Salary increases for business administration and management majors averaged a more modest 3.6 percent according to the NACE survey. Enrollments in MBA programs have declined in recent years, according to BusinessWeek. Some schools have introduced more specialized programs to attract new students, many of whom will go on to careers in consulting. For instance, Wisconsin-Madison’s School of Business now offers 13 distinct MBA degrees including arts management and applied corporate finance. But creating niche curriculums is risky.
“B-schools need to ensure they’re giving their students well-rounded capabilities," Rich Schneider, a principal at Deloitte Consulting LLP, told BusinessWeek. "We’re still looking at the things we were looking for 30 years ago.”
Real world experience is also important to the business student of today.
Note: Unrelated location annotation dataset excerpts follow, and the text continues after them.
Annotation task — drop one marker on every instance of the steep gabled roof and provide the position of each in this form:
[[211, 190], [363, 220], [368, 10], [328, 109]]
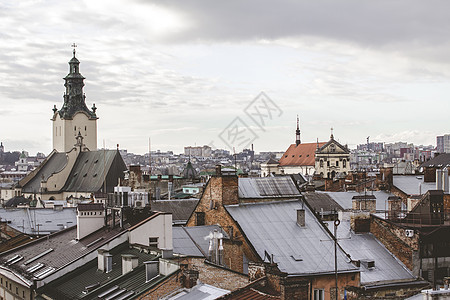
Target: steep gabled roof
[[267, 187], [301, 155], [272, 228], [337, 144], [440, 161], [54, 163], [364, 246], [92, 168]]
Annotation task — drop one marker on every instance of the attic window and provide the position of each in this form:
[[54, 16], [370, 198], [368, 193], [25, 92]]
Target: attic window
[[38, 256], [35, 267], [296, 258], [14, 259]]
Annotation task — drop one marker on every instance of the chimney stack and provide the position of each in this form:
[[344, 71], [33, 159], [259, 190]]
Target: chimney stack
[[101, 259], [151, 270], [129, 262], [445, 183], [108, 263], [301, 217], [218, 170]]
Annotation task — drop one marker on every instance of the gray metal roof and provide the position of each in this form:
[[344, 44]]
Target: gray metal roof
[[413, 185], [56, 250], [183, 244], [72, 285], [201, 291], [365, 246], [440, 161], [322, 201], [181, 209], [267, 187], [344, 199], [42, 220], [272, 227], [54, 164], [193, 241], [88, 173]]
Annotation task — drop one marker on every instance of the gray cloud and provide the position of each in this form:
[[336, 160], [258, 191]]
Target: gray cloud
[[367, 22]]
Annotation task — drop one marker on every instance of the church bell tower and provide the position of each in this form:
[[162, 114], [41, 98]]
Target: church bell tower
[[74, 118]]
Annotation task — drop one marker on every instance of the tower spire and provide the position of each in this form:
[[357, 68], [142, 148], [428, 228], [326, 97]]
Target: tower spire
[[297, 133], [74, 46]]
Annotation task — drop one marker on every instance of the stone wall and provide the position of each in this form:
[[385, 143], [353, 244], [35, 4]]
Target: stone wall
[[218, 191], [395, 240]]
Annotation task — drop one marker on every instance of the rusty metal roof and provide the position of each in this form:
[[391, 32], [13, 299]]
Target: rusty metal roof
[[301, 155], [267, 187]]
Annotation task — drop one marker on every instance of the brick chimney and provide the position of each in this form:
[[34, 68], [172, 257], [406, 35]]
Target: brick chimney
[[301, 217], [394, 206]]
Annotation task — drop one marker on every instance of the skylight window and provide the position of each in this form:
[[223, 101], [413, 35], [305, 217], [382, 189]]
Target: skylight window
[[14, 259], [38, 256], [44, 272], [36, 267]]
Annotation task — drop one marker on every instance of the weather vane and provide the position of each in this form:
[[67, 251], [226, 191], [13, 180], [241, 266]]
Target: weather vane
[[74, 46]]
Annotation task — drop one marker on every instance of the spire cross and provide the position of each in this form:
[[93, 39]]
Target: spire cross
[[74, 46]]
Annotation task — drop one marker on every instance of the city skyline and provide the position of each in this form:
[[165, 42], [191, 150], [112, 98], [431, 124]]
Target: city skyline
[[180, 72]]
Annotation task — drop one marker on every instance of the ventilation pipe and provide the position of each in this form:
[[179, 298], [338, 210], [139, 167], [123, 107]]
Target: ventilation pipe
[[151, 270], [301, 217]]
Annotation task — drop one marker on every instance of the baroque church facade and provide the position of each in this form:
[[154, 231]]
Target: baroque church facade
[[75, 170], [323, 159], [74, 118]]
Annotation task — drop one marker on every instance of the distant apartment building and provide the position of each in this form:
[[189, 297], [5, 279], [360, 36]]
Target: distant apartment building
[[376, 147], [198, 151], [443, 143]]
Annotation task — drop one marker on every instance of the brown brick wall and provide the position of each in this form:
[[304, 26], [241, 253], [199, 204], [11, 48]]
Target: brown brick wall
[[164, 288], [233, 254], [216, 276], [395, 240], [429, 174], [358, 204]]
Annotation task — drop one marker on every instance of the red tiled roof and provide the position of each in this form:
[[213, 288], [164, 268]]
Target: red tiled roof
[[90, 206], [301, 155]]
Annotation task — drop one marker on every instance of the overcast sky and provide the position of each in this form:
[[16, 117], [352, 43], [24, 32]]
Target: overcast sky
[[184, 72]]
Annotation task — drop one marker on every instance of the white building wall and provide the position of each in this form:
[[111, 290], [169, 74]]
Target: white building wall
[[160, 226], [66, 131], [88, 222]]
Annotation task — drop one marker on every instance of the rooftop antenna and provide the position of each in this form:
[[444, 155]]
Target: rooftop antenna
[[104, 167], [297, 134], [149, 157], [235, 165]]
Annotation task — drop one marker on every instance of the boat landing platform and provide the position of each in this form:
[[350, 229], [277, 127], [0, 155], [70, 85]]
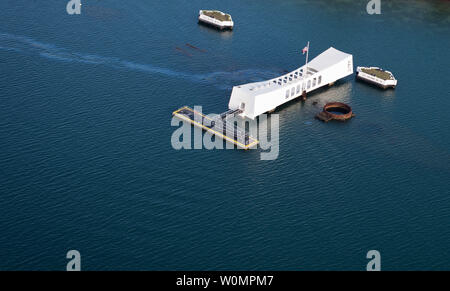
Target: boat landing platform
[[218, 126]]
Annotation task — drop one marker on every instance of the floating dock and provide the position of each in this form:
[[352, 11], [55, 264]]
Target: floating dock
[[218, 126]]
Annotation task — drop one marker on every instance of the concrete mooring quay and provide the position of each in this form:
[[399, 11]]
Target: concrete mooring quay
[[344, 112]]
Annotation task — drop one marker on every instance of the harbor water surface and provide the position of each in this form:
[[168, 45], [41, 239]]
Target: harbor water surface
[[86, 161]]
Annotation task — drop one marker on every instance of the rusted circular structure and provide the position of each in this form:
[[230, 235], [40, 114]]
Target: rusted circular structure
[[335, 111]]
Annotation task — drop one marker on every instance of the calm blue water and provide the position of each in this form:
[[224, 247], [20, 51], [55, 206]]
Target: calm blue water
[[86, 161]]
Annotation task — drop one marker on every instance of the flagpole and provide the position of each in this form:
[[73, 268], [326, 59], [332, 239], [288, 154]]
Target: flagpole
[[306, 65]]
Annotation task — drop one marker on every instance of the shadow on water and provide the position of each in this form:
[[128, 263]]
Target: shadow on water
[[221, 79]]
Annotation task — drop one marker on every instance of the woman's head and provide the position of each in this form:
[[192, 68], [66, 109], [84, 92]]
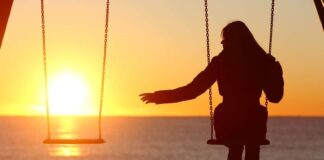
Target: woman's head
[[236, 35]]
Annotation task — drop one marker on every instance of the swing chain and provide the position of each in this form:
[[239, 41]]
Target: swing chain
[[270, 39], [45, 69], [103, 68], [271, 25], [208, 61]]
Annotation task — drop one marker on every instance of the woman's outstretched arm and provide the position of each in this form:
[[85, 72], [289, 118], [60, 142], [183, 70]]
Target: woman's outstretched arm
[[198, 86]]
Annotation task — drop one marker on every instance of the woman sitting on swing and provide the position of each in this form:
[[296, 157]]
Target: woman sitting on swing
[[242, 72]]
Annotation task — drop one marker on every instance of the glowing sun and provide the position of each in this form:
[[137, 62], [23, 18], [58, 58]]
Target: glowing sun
[[68, 95]]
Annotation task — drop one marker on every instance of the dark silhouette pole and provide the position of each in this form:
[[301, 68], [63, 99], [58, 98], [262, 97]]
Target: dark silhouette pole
[[5, 7], [320, 10]]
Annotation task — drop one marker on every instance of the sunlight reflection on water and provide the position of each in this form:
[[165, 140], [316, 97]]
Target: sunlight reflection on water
[[65, 151]]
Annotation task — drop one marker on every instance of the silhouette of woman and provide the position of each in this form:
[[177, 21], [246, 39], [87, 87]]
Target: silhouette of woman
[[241, 73]]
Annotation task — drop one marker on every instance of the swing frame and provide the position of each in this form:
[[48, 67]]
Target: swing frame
[[49, 139]]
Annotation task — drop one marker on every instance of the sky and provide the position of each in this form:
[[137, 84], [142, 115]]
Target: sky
[[152, 45]]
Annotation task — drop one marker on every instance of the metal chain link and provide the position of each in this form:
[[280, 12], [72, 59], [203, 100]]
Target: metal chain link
[[270, 39], [208, 61], [103, 67], [45, 70]]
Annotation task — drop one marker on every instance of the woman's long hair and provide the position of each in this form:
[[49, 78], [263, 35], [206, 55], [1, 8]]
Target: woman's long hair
[[237, 32]]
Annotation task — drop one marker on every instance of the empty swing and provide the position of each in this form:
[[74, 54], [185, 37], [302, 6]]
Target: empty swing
[[49, 139], [213, 141]]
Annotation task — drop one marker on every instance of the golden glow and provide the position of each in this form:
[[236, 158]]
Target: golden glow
[[68, 95], [65, 151]]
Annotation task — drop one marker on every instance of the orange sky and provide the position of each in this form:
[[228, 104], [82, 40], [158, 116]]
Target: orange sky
[[153, 45]]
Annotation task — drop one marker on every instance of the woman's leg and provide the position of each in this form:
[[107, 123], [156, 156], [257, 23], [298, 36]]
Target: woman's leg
[[235, 152], [252, 152]]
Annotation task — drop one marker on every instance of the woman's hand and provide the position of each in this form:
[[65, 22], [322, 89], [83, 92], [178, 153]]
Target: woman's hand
[[148, 97]]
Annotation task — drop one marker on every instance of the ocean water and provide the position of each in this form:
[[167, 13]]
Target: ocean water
[[151, 138]]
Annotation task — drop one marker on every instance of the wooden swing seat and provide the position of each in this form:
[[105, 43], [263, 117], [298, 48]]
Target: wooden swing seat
[[218, 142], [74, 141]]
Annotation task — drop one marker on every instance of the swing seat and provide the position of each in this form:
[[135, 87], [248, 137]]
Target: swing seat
[[74, 141], [218, 142]]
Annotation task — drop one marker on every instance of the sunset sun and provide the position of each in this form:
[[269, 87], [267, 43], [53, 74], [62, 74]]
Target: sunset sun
[[69, 95]]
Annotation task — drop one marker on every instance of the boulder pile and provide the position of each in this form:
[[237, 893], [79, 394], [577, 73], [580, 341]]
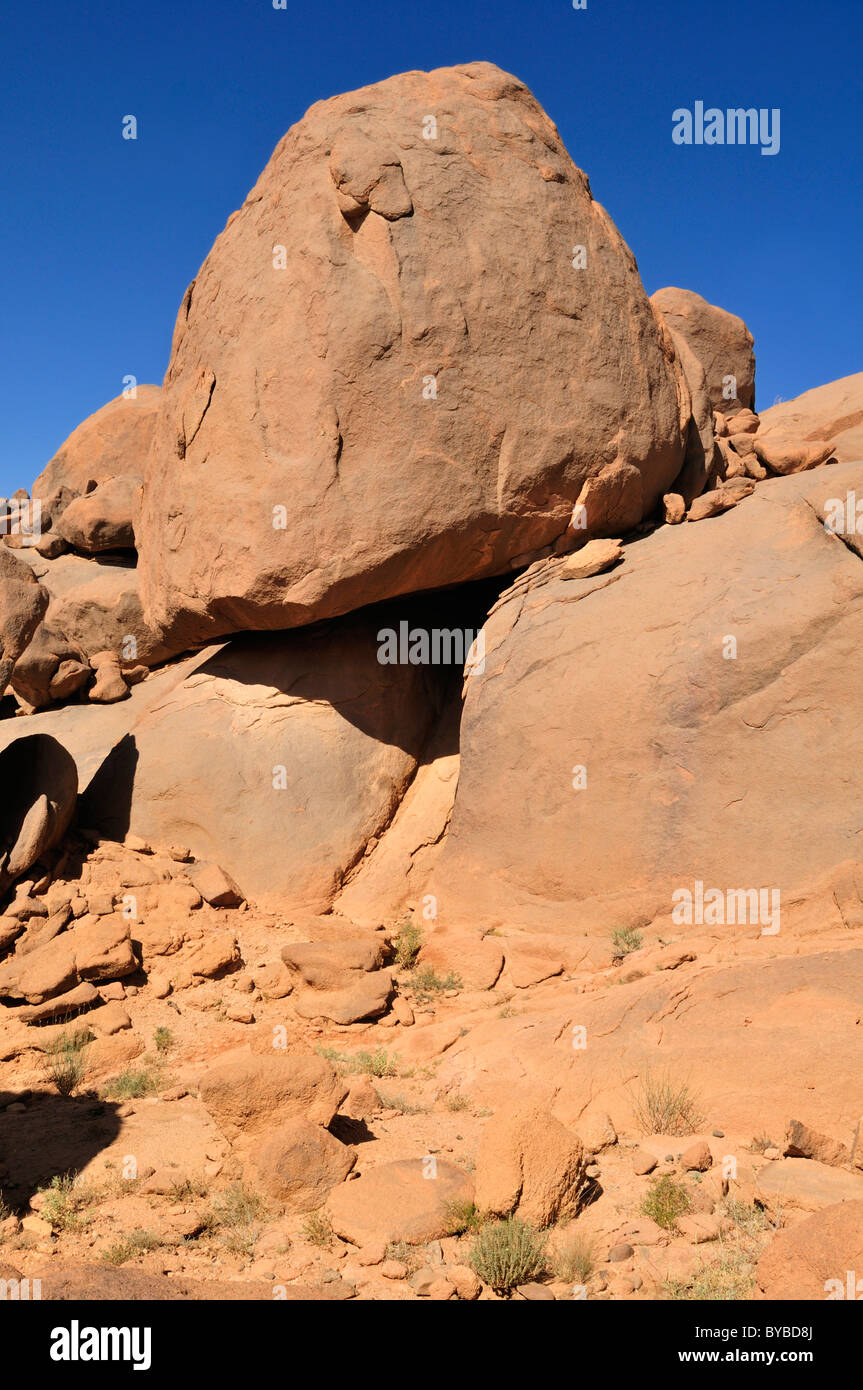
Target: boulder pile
[[402, 802]]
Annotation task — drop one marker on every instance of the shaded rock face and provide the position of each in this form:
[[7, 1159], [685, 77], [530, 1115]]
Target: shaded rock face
[[425, 391], [39, 783], [819, 1258], [22, 606], [96, 606], [102, 520], [50, 669], [280, 758], [110, 442], [720, 341], [695, 765]]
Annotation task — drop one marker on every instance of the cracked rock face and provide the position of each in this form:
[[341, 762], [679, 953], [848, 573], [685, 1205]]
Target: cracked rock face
[[393, 371], [698, 763], [39, 784], [280, 758]]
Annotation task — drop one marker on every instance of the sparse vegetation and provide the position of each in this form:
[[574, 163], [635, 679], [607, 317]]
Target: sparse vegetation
[[366, 1064], [64, 1059], [507, 1253], [749, 1219], [457, 1102], [396, 1101], [136, 1243], [760, 1143], [189, 1189], [427, 983], [317, 1230], [624, 941], [728, 1278], [460, 1218], [666, 1107], [407, 1255], [664, 1201], [135, 1082], [574, 1262], [406, 945], [66, 1200], [235, 1214]]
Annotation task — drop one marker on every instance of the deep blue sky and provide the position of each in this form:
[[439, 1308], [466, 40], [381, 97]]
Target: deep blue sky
[[100, 236]]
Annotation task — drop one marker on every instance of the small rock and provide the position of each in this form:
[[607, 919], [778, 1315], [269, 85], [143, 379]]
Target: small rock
[[36, 1225], [644, 1162], [619, 1253], [373, 1254], [466, 1283], [696, 1158], [537, 1293], [423, 1280]]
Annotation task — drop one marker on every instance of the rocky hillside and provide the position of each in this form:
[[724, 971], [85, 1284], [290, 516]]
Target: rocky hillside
[[430, 744]]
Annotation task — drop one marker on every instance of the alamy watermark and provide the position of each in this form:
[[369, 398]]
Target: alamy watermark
[[727, 906], [844, 516], [432, 647], [735, 125], [21, 516]]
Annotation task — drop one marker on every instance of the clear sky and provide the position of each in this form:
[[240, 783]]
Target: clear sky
[[99, 235]]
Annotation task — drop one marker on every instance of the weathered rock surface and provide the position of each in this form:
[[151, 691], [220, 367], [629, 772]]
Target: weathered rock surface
[[831, 412], [110, 442], [95, 605], [530, 1164], [407, 1200], [367, 387], [298, 1165], [720, 341], [103, 519], [39, 787], [252, 1094], [742, 638], [815, 1258], [22, 608], [96, 948], [307, 734]]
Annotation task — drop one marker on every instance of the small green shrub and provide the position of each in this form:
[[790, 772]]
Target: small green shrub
[[234, 1215], [624, 941], [507, 1253], [576, 1261], [462, 1216], [730, 1278], [457, 1102], [66, 1200], [64, 1059], [407, 944], [135, 1082], [136, 1243], [317, 1229], [363, 1062], [664, 1201], [666, 1107], [427, 983]]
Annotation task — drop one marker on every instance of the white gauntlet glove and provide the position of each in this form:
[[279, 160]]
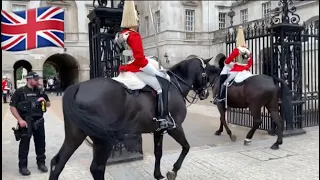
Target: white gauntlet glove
[[149, 69]]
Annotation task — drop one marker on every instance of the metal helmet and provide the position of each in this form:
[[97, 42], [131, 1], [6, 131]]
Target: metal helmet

The Kelley School of Business at Indiana University (IU) has established the Johnson Center for Entrepreneurship and Innovation where students work with IU life science researchers from the University’s medical school to create companies from their research, according to a report from Indiana University. Students at Minnesota’s Carlson School of Management spend 20 hours a week for three semesters working as consultants at some of the world’s biggest companies, BusinessWeek reports.
Ironically, the fact that large numbers of students are now entering accounting programs can probably be attributed to the publicity surrounding Enron and WorldCom.
“It raised the level of curiosity," Bruce Malott told the Detroit News. "The result is we have packed classrooms.”